Building a rate limiter

Implement token bucket atomically in Redis with a Lua script, handle the distributed-counter race, and scale to per-node local buckets.

The core: atomic token bucket in Redis

The whole correctness problem is atomicity. Refill-then-decrement is a read-modify-write; if two requests interleave, both can see the same token count and both pass when only one should. The fix is to make the operation atomic. In Redis, run it as a Lua script (Redis executes scripts atomically):

-- KEYS[1] = bucket key   ARGV: capacity, refill_rate, now, requested
local b = redis.call('HMGET', KEYS[1], 'tokens', 'ts')
local tokens = tonumber(b[1]) or tonumber(ARGV[1])   -- start full
local ts     = tonumber(b[2]) or tonumber(ARGV[3])
local cap, rate, now, need = tonumber(ARGV[1]), tonumber(ARGV[2]),
                             tonumber(ARGV[3]), tonumber(ARGV[4])

tokens = math.min(cap, tokens + (now - ts) * rate)   -- refill by elapsed time
local allowed = tokens >= need
if allowed then tokens = tokens - need end

redis.call('HMSET', KEYS[1], 'tokens', tokens, 'ts', now)
redis.call('EXPIRE', KEYS[1], math.ceil(cap / rate)) -- evict idle keys
return allowed and 1 or 0

The middleware calls this once per request; a 0 becomes a 429. Because the whole script runs atomically on the single-threaded Redis, the race disappears — no locks needed.

The middleware

def rate_limit(request):
    key = f"rl:{request.api_key}:{request.route_rule}"
    allowed = redis.evalsha(SCRIPT_SHA, 1, key, CAP, RATE, time.time(), 1)
    if not allowed:
        retry = compute_retry_after(key)
        return Response(429, headers={"Retry-After": retry})
    return forward(request)

Return helpful headers: X-RateLimit-Limit, X-RateLimit-Remaining, X-RateLimit-Reset, and Retry-After so well-behaved clients back off.

Sliding window counter (the accurate alternative)

If you want to avoid token-bucket’s burst allowance and the fixed-window boundary spike, blend two fixed windows by weight:

count ≈ prev_window_count * (overlap fraction) + current_window_count
allow if count < limit

Cheap (two integer counters per key) and smooth — a common production choice.

Scaling: the per-node hop problem

A Redis call per request is fine to ~100k QPS, but at extreme scale that round trip becomes the bottleneck.
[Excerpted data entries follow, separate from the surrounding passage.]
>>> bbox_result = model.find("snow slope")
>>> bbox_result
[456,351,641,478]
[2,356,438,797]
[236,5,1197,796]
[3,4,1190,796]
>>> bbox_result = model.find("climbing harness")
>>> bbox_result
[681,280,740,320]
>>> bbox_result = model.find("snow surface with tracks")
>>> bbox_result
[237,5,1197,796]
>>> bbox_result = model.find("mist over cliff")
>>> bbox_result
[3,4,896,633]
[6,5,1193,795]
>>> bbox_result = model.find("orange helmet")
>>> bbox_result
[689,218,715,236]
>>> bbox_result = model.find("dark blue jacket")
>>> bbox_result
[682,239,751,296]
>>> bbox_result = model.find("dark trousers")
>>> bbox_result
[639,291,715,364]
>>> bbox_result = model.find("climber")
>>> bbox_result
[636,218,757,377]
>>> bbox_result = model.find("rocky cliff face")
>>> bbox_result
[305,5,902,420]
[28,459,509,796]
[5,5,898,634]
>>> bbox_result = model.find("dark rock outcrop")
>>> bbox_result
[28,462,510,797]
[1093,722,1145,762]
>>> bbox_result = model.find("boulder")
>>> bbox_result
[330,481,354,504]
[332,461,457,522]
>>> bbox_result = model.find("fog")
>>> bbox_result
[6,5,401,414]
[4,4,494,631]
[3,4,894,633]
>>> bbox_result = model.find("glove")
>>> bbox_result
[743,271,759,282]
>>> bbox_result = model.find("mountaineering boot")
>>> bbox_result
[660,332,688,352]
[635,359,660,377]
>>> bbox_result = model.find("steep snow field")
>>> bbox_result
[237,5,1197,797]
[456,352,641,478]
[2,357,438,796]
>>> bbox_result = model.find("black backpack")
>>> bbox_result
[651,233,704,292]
Two mitigations:

Local token buckets — each gateway node keeps its own bucket for a share of the limit (limit / N nodes). Zero network hop, but approximate (uneven traffic across nodes wastes allowance).
Local + periodic sync — nodes limit locally and reconcile counts with Redis every few hundred ms, trading a little accuracy for big latency/throughput wins.

State the trade: exactness (central Redis) vs latency/throughput (local, approximate).

Availability: fail open

The limiter must never take down the service it protects. If Redis is unreachable, allow the request (and alert) rather than 429 everyone:

try:
    allowed = redis.evalsha(...)
except RedisError:
    metrics.incr("ratelimiter.fail_open")
    allowed = True            # degrade to allow

Run Redis replicated so this is rare, but design for it.

Edge cases and extras

Multiple rules — evaluate per-endpoint and per-tier limits; the strictest wins.
Clock skew — use the Redis server time (or a passed timestamp) consistently, not each node’s clock.
Distributed-denial protection — combine per-key limits with a global limit so many keys can’t collectively overwhelm a backend.
Hot key — a single abusive key hammering one Redis shard; shard counters or absorb with local buckets.

The takeaway

The graded points: an atomic token-bucket (Lua/single-threaded Redis) to kill the distributed-counter race, a shared store so the limit holds across instances, 429 + Retry-After, fail-open for availability, and a path to local buckets when the Redis hop becomes the bottleneck. That’s a production rate limiter, and it directly reuses Chapter 3’s token-vs-leaky and Chapter 2’s caching/consistency ideas.